Applications cannot directly perform IO operations; they must request the OS through APIs. Each process has a user space and a protected kernel space. The OS mediates all read/write actions.

Two Stages of an IO Operation

IO Call: The application process invokes an OS kernel call.

IO Execution: The kernel completes the actual IO.

OS‑Managed IO Process

Data preparation: the kernel waits for the device (e.g., network card) to place data into a kernel buffer.

Data copy: the kernel copies data from its buffer to the user‑process buffer.

A complete IO flow includes:

Application requests IO.

OS loads data from the external device into the kernel buffer.

OS copies data from the kernel buffer to the user buffer.

<code>// Essence of an IO operation: wait + copy</code>

IO Models

1. Blocking IO

Server code blocks on

accept()

and

read()

until data is ready.

<code>listenfd = socket(); // open socket
bind(listenfd);      // bind
listen(listenfd);    // listen
while (true) {
    buf = new buf[1024];
    connfd = accept(listenfd); // block until connection
    int n = read(connfd, buf); // block until data
    doSomeThing(buf);
    close(connfd);
}</code>

2. Non‑Blocking IO

Read returns immediately with

-1

if data is not ready; the program must poll the descriptor.

<code>arr = new Arr[];
listenfd = socket();
bind(listenfd);
listen(listenfd);
while (true) {
    connfd = accept(listenfd); // block for connection
    arr.add(connfd);
}
// Asynchronous thread checks readability
new Thread(){
    for (connfd : arr){
        buf = new buf[1024];
        int n = read(connfd, buf); // non‑blocking read
        if (n != -1){
            newThreadDeal(buf);
            close(connfd);
            arr.remove(connfd);
        }
    }
};
void newThreadDeal(buf){
    doSomeThing(buf);
}</code>

3. I/O Multiplexing (select, poll, epoll)
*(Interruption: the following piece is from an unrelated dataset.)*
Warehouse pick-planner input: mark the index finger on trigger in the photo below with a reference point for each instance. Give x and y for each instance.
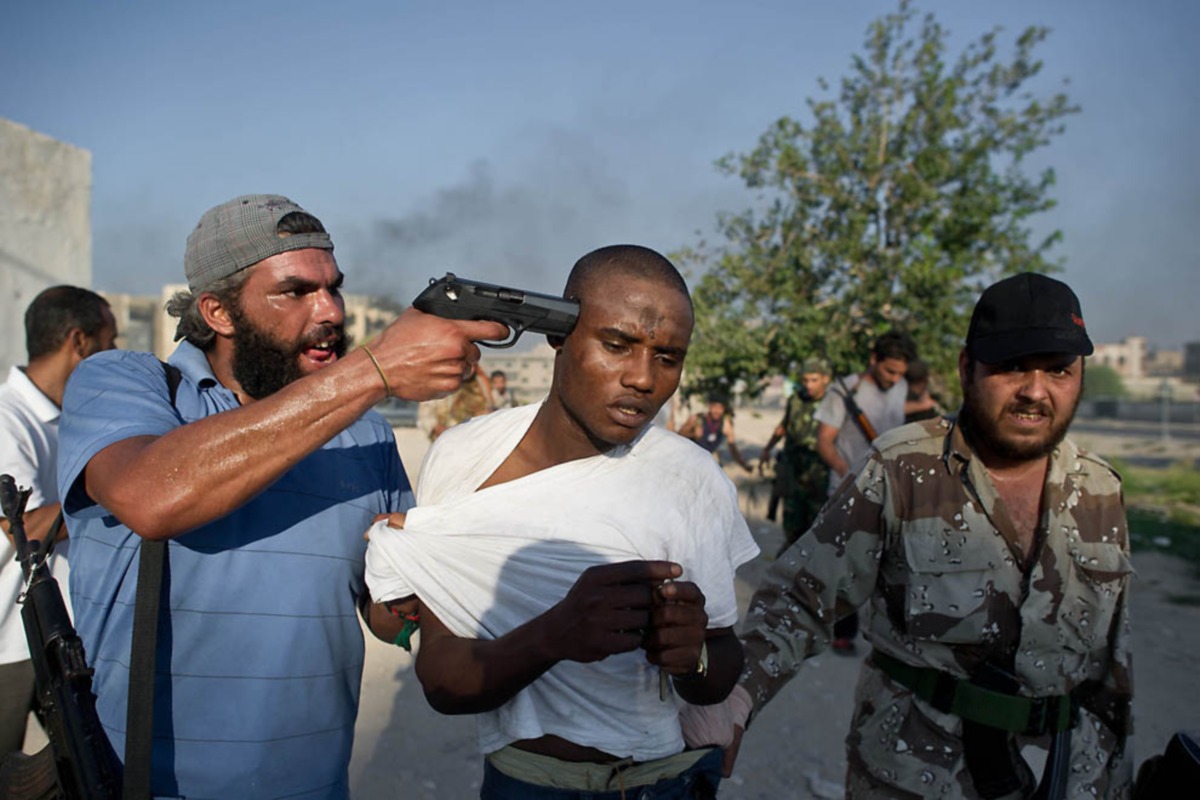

Multiplexing lets a single thread monitor many file descriptors, reducing the need for one thread per descriptor.

select

select() asks the kernel to check a set of descriptors for readiness.
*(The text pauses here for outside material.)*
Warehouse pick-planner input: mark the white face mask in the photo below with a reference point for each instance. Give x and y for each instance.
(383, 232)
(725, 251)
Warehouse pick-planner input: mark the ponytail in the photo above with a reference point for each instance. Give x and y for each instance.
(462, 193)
<code>listenfd = socket();
bind(listenfd);
listen(listenfd);
while (true) {
    connfd = accept(listenfd);
    arr.add(connfd);
}
new Thread(){
    while (select(arr) > 0) {
        for (connfd : arr) {
            if (connfd can read) {
                newThreadDeal(connfd);
                arr.remove(connfd);
            }
        }
    }
};
void newThreadDeal(connfd){
    buf = new buf[1024];
    int n = read(connfd, buf);
    doSomeThing(buf);
    close(connfd);
}</code>

Advantages:

Reduces system calls.

Kernel performs readiness checks.

Drawbacks:

Copying descriptor arrays between user and kernel space can be costly under high concurrency.
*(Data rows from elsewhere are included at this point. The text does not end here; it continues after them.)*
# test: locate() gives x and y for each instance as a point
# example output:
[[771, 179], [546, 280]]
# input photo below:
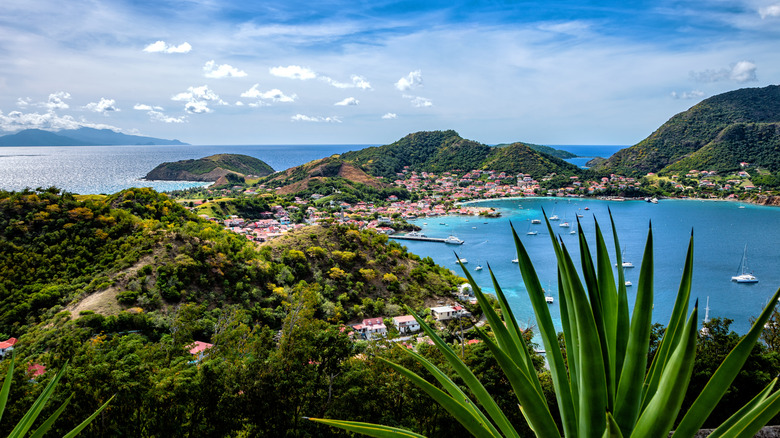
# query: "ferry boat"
[[452, 240]]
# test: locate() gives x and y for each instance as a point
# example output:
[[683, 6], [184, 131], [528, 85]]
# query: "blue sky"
[[344, 72]]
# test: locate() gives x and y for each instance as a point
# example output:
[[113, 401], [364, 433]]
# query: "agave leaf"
[[612, 430], [534, 405], [629, 395], [753, 421], [592, 372], [674, 331], [7, 384], [479, 391], [86, 422], [609, 303], [507, 331], [456, 408], [32, 414], [655, 419], [558, 370], [596, 305], [724, 375], [726, 425], [623, 323], [453, 389], [43, 428], [374, 430]]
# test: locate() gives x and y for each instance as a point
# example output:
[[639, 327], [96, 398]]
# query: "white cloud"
[[145, 107], [274, 95], [412, 80], [419, 102], [742, 71], [163, 47], [104, 106], [211, 70], [57, 101], [357, 82], [304, 118], [770, 11], [694, 94], [157, 116], [197, 99], [293, 72], [347, 102]]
Kernel must traverse the entire descriptor set, which is slow for large arrays.

After kernel detection, user space may need another traversal.

poll

Similar to select but removes the 1024‑descriptor limit by using a dynamic array.

epoll

epoll solves the above problems by keeping descriptors in the kernel, using an event‑driven wake‑up mechanism, and returning only ready descriptors.

<code>listenfd = socket();
bind(listenfd);
listen(listenfd);
int epfd = epoll_create(...);
while (1) {
    connfd = accept(listenfd);
    epoll_ctl(connfd, ...); // add to epoll set
}
new Thread(){
    while ((arr = epoll_wait()) != null) {
        for (connfd : arr) {
            newThreadDeal(connfd);
        }
    }
};
void newThreadDeal(connfd){
    buf = new buf[1024];
    int n = read(connfd, buf);
    doSomeThing(buf);
    close(connfd);
}</code>

LT vs. ET Modes

LT (Level‑Triggered): The kernel repeatedly notifies when a socket remains readable or writable until the application consumes the data.

ET (Edge‑Triggered): The kernel notifies only once when a state change occurs; the application must read all available data in that notification.

Signal‑Driven IO

When data becomes ready, the kernel sends a SIGIO signal to the process, allowing the thread to continue without blocking.

Asynchronous IO

The application issues a read request and returns immediately; the kernel notifies the process when the data is ready and copies it to user space.

Synchronous vs. Asynchronous

Synchronous IO requires the caller to wait for the operation to complete, while asynchronous IO lets the caller proceed and receive a notification once the operation finishes.